工場を見学した後は、ショップで新商品3種セットの有料試飲を楽しみました。

「柿沢シャルドネ ネイキッドはステンレスタンクで発酵・熟成させ、樽を使わないので白桃やハチミツのような華やかな香りがします。シラーは熟したプルーンのような香りと、黒コショウのようなスパイシーなニュアンスがあります」

武藤さんの説明はわかりやすく「日本ワインは果実の凝縮感よりも、旨みの豊富なことが特徴。だしを使った和食に合わせやすく、しょうゆ系の味つけには赤ワイン、白だし系は白ワインが合います。色で覚えるとわかりやすいですね」とのこと。

赤身の肉が合うというシラーを買い求め、改めてワイナリーからの風景を眺めます。ブドウ畑の向こうに穂高連邦から北アルプスまでを一望し、眼下には松本盆地が広がり、その手前には桔梗ヶ原と岩垂原が見渡せます。

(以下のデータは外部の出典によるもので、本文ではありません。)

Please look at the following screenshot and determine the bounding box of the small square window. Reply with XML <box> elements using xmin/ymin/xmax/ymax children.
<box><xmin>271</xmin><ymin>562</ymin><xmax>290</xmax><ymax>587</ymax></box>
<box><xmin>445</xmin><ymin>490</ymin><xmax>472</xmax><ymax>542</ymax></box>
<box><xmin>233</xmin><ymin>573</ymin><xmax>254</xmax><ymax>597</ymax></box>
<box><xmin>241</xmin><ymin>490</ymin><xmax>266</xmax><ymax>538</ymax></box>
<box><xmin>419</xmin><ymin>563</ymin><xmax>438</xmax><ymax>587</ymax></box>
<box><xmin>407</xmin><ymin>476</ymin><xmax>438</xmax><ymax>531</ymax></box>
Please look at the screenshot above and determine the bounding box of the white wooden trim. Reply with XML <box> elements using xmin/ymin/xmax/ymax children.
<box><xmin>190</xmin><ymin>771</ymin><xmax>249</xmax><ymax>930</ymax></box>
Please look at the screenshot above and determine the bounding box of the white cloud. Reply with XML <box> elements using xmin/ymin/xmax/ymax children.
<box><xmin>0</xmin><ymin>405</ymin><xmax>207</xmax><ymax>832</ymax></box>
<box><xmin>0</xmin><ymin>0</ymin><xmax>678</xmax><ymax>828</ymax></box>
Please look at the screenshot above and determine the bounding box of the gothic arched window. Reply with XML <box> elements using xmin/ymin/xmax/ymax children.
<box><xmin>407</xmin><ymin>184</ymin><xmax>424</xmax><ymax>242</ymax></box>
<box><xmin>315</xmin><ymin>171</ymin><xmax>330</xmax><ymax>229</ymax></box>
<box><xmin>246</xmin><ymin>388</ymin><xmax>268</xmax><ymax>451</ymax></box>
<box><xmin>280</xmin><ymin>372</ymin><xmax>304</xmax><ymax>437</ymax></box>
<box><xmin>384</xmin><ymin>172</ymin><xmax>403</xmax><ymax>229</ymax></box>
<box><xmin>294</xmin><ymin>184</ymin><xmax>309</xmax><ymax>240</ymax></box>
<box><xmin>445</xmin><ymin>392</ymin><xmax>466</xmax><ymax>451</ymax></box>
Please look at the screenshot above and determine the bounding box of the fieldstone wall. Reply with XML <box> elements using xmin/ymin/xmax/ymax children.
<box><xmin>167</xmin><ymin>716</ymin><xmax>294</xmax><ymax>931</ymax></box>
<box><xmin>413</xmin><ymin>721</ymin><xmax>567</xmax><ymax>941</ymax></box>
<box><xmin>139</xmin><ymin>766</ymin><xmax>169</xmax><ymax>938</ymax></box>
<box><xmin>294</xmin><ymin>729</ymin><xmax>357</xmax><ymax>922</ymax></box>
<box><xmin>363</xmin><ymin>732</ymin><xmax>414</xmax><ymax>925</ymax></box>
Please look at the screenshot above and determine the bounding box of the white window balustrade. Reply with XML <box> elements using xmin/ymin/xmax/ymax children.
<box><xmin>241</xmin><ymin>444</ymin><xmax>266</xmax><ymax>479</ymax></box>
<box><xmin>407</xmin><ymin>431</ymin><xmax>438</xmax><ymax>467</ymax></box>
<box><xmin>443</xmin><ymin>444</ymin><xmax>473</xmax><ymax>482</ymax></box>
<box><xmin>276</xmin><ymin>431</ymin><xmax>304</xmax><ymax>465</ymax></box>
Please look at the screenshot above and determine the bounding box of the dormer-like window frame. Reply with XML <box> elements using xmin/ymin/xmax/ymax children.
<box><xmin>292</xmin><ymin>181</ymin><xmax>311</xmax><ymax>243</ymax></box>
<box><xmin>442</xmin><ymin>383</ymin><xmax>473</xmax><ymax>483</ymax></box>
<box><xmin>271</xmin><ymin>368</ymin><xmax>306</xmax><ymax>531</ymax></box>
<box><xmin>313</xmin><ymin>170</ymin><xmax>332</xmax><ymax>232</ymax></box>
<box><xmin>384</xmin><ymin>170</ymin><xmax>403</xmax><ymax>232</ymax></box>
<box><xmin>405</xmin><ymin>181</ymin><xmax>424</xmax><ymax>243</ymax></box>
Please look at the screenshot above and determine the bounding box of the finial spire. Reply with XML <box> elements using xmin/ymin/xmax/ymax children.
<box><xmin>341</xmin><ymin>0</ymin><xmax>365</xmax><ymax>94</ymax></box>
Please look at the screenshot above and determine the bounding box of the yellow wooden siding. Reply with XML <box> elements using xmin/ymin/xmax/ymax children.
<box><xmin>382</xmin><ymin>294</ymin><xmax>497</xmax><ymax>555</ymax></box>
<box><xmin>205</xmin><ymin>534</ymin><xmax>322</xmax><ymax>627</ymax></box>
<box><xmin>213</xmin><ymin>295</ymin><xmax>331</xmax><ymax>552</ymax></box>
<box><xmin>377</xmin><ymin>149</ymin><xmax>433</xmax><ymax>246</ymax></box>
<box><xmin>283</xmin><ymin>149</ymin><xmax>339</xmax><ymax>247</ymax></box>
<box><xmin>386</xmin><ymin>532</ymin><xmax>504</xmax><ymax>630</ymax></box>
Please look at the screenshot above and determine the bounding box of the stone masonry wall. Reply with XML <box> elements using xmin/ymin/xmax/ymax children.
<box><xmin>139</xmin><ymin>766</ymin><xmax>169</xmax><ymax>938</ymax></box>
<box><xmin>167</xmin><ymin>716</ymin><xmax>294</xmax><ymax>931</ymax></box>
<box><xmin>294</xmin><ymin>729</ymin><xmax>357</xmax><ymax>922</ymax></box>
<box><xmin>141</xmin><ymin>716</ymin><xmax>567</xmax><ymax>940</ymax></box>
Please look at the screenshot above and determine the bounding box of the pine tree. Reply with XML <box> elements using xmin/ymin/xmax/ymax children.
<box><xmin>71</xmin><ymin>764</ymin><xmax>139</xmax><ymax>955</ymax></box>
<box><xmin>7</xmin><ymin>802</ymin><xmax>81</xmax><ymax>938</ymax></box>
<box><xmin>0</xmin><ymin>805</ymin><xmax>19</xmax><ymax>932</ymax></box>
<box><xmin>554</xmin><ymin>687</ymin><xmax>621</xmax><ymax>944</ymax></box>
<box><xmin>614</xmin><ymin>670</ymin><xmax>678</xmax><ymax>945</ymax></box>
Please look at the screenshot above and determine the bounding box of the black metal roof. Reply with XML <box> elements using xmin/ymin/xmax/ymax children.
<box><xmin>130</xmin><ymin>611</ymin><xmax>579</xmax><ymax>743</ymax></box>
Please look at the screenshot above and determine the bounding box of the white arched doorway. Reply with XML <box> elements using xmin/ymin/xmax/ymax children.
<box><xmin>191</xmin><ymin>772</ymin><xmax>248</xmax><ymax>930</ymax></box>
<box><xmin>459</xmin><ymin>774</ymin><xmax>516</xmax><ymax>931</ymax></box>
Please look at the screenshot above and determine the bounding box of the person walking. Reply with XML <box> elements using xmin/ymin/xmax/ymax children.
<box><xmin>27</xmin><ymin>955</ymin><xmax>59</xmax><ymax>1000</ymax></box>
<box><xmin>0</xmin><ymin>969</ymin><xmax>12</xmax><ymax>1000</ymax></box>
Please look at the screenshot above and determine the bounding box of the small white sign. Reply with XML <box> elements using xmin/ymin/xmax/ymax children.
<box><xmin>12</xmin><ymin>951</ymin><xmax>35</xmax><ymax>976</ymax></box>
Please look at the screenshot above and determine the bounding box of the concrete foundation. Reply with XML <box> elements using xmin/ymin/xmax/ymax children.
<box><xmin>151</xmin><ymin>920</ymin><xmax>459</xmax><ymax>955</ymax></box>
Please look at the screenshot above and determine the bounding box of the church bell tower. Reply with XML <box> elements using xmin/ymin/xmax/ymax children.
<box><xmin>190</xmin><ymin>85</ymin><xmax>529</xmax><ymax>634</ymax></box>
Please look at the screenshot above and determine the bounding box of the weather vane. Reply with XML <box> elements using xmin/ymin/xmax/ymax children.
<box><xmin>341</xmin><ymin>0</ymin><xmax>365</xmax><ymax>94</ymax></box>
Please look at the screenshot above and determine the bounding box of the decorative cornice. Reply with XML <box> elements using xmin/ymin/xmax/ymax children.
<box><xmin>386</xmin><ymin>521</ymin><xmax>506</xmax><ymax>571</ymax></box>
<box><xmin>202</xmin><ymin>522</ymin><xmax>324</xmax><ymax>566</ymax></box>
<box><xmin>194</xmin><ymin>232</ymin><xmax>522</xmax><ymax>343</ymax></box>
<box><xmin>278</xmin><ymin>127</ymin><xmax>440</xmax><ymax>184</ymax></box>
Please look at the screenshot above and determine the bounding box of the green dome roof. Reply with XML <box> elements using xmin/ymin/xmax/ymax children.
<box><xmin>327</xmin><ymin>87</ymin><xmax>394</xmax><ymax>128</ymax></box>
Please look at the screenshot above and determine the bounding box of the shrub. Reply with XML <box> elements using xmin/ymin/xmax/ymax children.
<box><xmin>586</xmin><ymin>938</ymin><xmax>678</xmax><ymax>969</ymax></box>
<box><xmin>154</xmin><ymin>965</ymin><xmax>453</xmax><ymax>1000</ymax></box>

この地で人々が積み重ねてきた長い歴史を知り、ワインが生み出した美しい景観ごと、この地のワインに親しむ1日となりました。

サンサンワイナリー

https://sun-vision.or.jp/sunsunwinery/
住所|塩尻市柿沢日向畠709-3
連絡先|0263-51-8011

[ショップ]ボッテガ
連絡先|0263-51-8711
営業時間|10時〜17時
定休日|水曜(1・2月は火曜・水曜)

[レストラン]ラ・ボッテガ・デラ・ピッツァ・ナポレターナ
https://www.instagram.com/la_bottega_della_pizza_53/
連絡先|0263-56-2688
営業時間|11時〜14時30分LO
定休日|水曜(1・2月は火曜・水曜)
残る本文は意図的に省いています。